Given the conic section equation
$$x^2-2\sqrt {3}xy+3y^2+y=0$$
determine its type, and find its vertex, focus, and directrix.
My try :
$$\text{discriminant} = B^2-4AC=12 - 4\cdot 1\cdot 3 = 0$$
since $\text{discriminant}=0$ , the conic section is a parabola.
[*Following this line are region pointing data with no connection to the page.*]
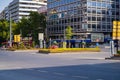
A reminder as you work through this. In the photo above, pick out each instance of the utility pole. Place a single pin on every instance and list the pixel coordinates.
(10, 44)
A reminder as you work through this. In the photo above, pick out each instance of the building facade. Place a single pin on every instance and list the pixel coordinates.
(89, 19)
(22, 8)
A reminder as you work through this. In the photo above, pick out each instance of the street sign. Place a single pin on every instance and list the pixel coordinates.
(17, 38)
(40, 36)
(116, 30)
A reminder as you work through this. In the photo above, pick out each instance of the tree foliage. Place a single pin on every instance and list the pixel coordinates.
(36, 23)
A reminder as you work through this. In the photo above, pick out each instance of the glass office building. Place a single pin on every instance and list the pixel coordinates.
(89, 19)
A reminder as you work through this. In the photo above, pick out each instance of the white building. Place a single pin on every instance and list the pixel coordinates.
(22, 8)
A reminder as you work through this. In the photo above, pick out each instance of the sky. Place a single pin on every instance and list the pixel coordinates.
(4, 3)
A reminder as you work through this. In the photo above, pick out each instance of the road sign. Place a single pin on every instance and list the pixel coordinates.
(116, 30)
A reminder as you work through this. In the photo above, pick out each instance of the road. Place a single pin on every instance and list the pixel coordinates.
(75, 66)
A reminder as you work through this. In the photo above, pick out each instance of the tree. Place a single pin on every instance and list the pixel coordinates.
(68, 34)
(4, 30)
(36, 23)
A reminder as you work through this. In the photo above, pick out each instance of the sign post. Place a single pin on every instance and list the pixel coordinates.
(112, 48)
(116, 32)
(41, 38)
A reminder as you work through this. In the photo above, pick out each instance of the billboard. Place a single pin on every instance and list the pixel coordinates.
(97, 37)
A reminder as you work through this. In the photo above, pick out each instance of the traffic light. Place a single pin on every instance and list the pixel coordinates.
(16, 38)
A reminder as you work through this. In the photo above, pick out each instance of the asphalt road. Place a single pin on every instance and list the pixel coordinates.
(75, 66)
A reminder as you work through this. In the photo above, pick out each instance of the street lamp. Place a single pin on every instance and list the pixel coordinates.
(10, 44)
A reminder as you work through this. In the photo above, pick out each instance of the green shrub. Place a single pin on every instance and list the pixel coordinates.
(118, 52)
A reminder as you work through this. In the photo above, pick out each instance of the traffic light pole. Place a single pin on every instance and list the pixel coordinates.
(117, 37)
(10, 44)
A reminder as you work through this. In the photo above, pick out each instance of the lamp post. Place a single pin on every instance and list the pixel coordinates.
(10, 44)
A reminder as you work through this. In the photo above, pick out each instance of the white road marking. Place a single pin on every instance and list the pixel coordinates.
(42, 71)
(83, 77)
(30, 69)
(99, 79)
(59, 73)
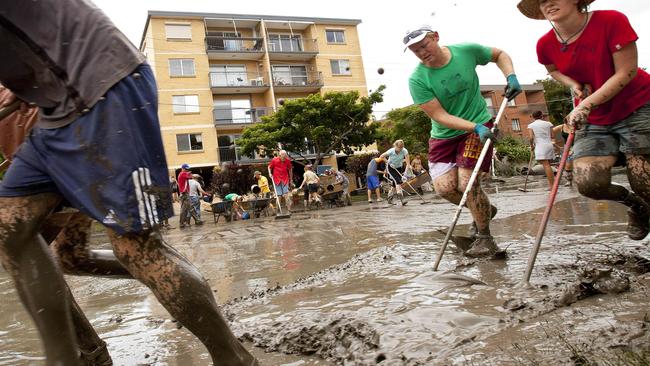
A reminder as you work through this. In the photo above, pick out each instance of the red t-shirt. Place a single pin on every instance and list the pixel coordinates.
(589, 60)
(280, 170)
(183, 177)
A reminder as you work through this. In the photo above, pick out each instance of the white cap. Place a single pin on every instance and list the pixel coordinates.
(415, 36)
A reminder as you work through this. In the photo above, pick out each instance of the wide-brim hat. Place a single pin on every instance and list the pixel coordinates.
(530, 8)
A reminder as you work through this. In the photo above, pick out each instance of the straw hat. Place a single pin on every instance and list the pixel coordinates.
(530, 8)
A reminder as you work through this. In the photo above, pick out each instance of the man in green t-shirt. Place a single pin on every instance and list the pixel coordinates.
(445, 85)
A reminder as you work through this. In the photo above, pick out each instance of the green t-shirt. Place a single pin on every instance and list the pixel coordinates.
(231, 197)
(455, 86)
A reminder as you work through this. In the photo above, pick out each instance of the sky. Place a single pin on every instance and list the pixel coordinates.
(495, 23)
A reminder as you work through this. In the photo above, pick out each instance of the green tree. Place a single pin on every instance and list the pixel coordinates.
(410, 124)
(334, 122)
(558, 99)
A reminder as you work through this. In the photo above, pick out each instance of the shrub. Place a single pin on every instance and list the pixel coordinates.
(513, 149)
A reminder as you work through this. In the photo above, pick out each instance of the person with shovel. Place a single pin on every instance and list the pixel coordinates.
(281, 172)
(540, 142)
(396, 157)
(599, 49)
(446, 87)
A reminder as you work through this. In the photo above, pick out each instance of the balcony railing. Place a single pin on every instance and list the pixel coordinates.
(231, 153)
(234, 44)
(230, 116)
(293, 45)
(221, 79)
(307, 79)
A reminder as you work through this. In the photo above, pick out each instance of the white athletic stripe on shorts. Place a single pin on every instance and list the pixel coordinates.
(152, 198)
(438, 169)
(145, 197)
(146, 202)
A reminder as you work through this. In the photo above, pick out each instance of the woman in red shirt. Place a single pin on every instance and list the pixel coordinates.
(596, 52)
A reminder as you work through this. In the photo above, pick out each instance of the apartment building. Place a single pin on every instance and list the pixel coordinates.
(218, 73)
(517, 115)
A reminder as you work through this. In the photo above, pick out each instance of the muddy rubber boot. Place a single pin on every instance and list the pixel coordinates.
(483, 246)
(389, 200)
(98, 357)
(568, 175)
(473, 230)
(401, 199)
(638, 224)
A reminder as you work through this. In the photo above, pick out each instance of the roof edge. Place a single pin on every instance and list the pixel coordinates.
(163, 13)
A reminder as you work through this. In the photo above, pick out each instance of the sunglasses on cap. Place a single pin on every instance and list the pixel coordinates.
(415, 34)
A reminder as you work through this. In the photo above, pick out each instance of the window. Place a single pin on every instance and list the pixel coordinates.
(185, 104)
(515, 125)
(181, 67)
(285, 43)
(225, 41)
(290, 75)
(232, 111)
(340, 67)
(335, 36)
(228, 75)
(189, 142)
(178, 31)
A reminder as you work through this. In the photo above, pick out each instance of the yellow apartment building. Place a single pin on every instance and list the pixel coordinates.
(218, 73)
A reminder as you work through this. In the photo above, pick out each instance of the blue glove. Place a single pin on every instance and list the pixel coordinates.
(513, 88)
(484, 133)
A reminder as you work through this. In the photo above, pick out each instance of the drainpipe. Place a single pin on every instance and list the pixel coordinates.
(267, 64)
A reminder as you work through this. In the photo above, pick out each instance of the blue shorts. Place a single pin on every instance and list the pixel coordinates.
(373, 182)
(109, 163)
(281, 189)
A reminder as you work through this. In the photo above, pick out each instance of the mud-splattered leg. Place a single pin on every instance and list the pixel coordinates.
(182, 290)
(72, 250)
(446, 186)
(477, 201)
(593, 178)
(549, 172)
(37, 277)
(638, 173)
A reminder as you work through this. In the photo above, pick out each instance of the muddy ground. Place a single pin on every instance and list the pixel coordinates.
(354, 286)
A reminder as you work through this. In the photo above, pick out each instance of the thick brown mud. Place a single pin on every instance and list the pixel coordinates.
(354, 286)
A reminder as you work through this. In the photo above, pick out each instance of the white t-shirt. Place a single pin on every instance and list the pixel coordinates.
(395, 159)
(194, 187)
(542, 130)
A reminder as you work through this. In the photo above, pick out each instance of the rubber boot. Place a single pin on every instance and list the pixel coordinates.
(473, 229)
(483, 246)
(568, 175)
(391, 195)
(638, 224)
(98, 357)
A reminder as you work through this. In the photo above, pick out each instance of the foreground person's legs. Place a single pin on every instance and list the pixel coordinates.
(182, 290)
(38, 279)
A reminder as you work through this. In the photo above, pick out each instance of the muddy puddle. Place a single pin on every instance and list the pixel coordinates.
(354, 286)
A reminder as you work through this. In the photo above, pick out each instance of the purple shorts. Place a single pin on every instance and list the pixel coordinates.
(462, 150)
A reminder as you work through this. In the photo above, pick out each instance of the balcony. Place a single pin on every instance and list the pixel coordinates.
(234, 48)
(237, 82)
(232, 153)
(237, 118)
(292, 49)
(297, 82)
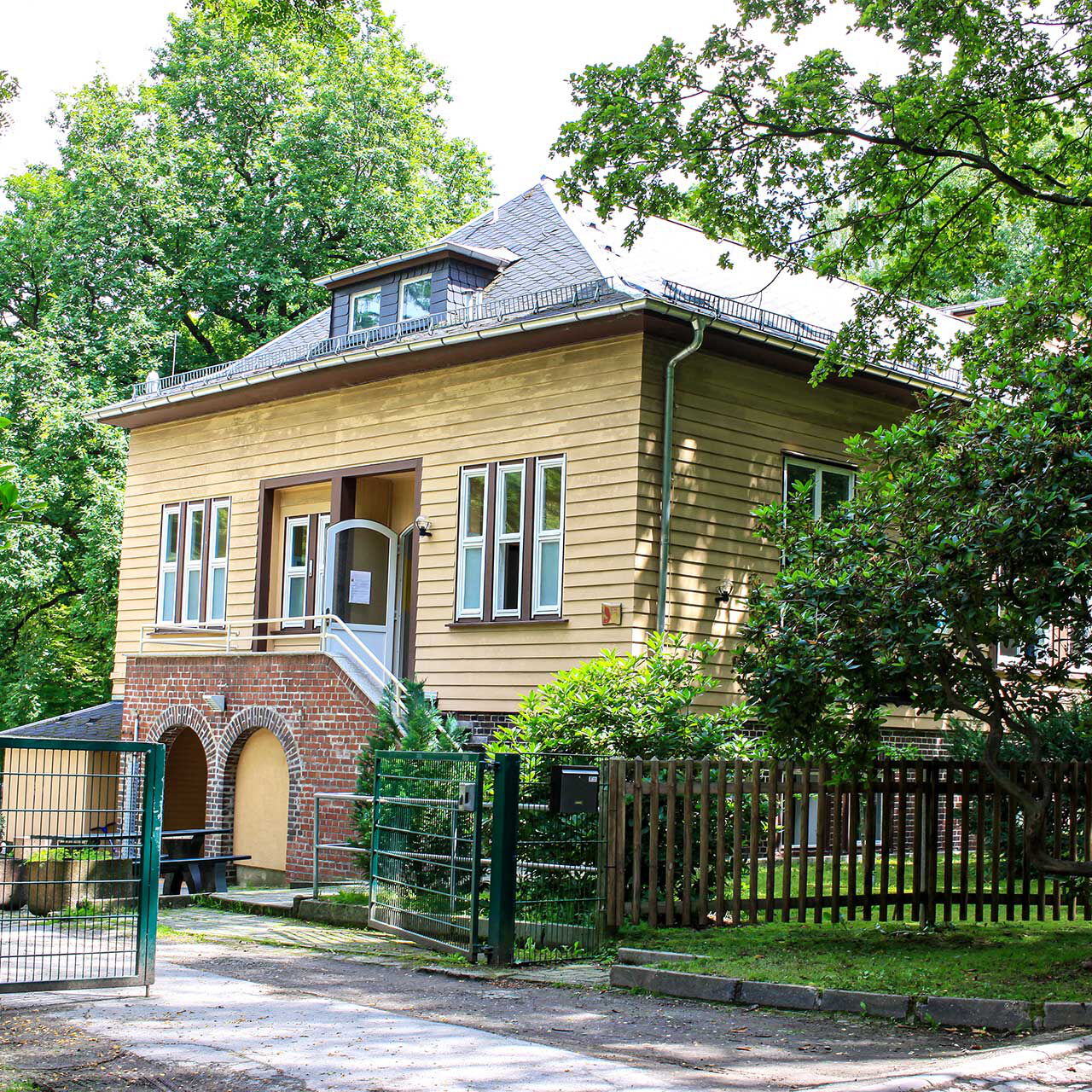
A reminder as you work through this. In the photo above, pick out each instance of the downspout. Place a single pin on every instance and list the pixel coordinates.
(665, 490)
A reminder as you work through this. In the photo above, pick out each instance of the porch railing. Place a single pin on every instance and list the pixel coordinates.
(331, 636)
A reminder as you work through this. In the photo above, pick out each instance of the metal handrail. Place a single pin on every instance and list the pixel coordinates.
(223, 636)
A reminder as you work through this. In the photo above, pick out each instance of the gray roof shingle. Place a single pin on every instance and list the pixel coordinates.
(101, 723)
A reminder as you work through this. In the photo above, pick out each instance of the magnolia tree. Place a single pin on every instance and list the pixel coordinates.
(955, 160)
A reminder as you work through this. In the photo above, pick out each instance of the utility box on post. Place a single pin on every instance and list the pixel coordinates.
(574, 790)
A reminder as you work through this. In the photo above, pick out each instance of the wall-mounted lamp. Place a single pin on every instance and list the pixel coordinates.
(214, 701)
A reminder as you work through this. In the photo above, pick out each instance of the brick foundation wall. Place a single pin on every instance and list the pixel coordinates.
(305, 699)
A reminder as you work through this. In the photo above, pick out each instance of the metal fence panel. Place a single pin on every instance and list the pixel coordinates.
(426, 850)
(78, 863)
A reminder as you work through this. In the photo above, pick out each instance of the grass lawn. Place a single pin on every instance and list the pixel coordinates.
(1037, 961)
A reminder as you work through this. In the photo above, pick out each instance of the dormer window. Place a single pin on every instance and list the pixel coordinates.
(365, 309)
(415, 299)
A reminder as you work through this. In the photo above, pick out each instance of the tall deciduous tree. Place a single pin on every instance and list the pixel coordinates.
(200, 205)
(969, 130)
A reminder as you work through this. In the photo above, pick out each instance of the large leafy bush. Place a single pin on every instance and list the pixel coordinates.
(639, 705)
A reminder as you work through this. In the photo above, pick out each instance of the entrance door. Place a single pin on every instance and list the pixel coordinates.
(359, 584)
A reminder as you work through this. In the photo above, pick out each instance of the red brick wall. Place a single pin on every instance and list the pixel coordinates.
(305, 699)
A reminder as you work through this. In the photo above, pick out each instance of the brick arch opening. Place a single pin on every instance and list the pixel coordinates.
(191, 752)
(260, 792)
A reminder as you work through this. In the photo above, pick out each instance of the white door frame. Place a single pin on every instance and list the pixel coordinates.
(328, 592)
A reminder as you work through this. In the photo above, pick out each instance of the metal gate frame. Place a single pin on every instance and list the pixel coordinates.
(404, 852)
(148, 878)
(393, 882)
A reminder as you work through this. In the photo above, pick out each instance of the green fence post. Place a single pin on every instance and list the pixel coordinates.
(506, 819)
(151, 833)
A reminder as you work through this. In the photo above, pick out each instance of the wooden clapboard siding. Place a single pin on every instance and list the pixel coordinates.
(584, 401)
(733, 424)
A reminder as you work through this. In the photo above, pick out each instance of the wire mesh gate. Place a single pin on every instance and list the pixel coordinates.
(78, 863)
(503, 857)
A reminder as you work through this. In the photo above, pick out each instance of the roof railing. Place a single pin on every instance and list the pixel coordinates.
(532, 303)
(758, 318)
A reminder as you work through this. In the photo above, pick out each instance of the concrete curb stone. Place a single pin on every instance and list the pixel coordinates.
(779, 995)
(975, 1013)
(1067, 1014)
(646, 956)
(892, 1006)
(702, 987)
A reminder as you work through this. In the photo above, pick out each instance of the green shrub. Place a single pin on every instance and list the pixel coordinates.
(1067, 737)
(631, 706)
(69, 853)
(417, 726)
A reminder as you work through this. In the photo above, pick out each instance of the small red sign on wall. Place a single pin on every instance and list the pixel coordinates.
(612, 614)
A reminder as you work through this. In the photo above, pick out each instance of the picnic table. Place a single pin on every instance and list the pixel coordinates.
(183, 857)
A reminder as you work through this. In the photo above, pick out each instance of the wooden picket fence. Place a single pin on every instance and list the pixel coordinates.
(699, 843)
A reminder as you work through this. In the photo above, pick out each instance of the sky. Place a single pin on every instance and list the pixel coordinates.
(508, 71)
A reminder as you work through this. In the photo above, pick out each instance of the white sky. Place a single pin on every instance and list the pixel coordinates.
(508, 73)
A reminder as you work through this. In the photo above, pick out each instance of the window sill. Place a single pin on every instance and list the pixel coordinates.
(479, 624)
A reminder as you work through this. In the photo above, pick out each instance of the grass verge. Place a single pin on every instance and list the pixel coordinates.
(1036, 961)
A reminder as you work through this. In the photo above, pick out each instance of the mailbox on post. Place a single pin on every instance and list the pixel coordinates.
(574, 790)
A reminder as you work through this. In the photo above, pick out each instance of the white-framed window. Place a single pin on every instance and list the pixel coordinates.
(219, 518)
(415, 299)
(470, 590)
(194, 561)
(320, 562)
(297, 533)
(508, 542)
(549, 535)
(170, 533)
(363, 309)
(829, 485)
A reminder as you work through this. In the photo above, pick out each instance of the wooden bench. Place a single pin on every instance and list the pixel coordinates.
(200, 874)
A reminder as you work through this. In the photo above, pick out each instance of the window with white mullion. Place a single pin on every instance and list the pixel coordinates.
(170, 530)
(829, 485)
(470, 596)
(217, 582)
(194, 561)
(296, 555)
(549, 535)
(508, 542)
(320, 562)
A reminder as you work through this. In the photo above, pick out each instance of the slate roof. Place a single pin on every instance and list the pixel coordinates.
(549, 248)
(100, 723)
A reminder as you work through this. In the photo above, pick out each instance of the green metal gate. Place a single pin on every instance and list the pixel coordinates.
(490, 857)
(78, 863)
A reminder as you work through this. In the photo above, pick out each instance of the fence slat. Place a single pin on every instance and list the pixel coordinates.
(653, 917)
(737, 839)
(671, 845)
(721, 810)
(687, 839)
(822, 818)
(771, 839)
(805, 833)
(703, 852)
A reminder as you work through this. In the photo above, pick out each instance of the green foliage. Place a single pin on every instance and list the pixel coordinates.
(417, 726)
(1066, 736)
(199, 205)
(635, 706)
(68, 853)
(952, 162)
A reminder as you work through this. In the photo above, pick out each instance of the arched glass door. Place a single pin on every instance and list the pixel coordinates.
(359, 582)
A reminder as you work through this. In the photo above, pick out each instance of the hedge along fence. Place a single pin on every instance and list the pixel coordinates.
(708, 842)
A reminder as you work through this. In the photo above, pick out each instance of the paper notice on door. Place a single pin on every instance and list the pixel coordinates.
(359, 587)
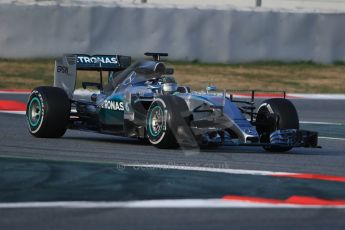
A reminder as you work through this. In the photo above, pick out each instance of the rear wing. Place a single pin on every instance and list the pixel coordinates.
(65, 73)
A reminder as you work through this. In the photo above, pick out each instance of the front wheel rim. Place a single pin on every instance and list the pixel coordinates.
(34, 111)
(156, 121)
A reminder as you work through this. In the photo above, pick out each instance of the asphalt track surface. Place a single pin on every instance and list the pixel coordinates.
(92, 148)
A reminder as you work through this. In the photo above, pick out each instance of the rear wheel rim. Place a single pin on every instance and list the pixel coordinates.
(35, 111)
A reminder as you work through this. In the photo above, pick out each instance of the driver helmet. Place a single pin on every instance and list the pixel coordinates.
(169, 85)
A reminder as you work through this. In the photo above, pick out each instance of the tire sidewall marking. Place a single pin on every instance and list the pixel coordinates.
(163, 131)
(36, 94)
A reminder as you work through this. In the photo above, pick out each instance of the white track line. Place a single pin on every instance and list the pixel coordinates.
(207, 169)
(178, 203)
(13, 112)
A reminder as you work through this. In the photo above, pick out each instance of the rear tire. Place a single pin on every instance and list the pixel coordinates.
(168, 134)
(275, 114)
(47, 112)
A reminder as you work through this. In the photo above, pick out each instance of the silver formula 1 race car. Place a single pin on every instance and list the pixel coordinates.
(142, 100)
Now, how can I write the above parabola in standard form so that I can get all needed information?
Thank you
Notice that $$ x^2−2\sqrt3xy+3y^2=(x-\sqrt3y)^2= 4\left(x\cos{\pi\over3}-y\sin{\pi\over3}\right)^2. $$ The expression inside the last parentheses is the resulting $x$ coordinate when point $(x,y)$ is rotated by $\pi/3$ counterclockwise. Introducing then the rotated coordinates: $$ X=x\cos{\pi\over3}-y\sin{\pi\over3}, \quad Y=y\cos{\pi\over3}+x\sin{\pi\over3}, $$ your equation becomes $$ Y=-8X^2+\sqrt3X, $$ which is in standard form. You can then find focus, vertex, and so on, for this parabola and then rotate back by $-\pi/3$ to the original $(x,y)$ coordinate system.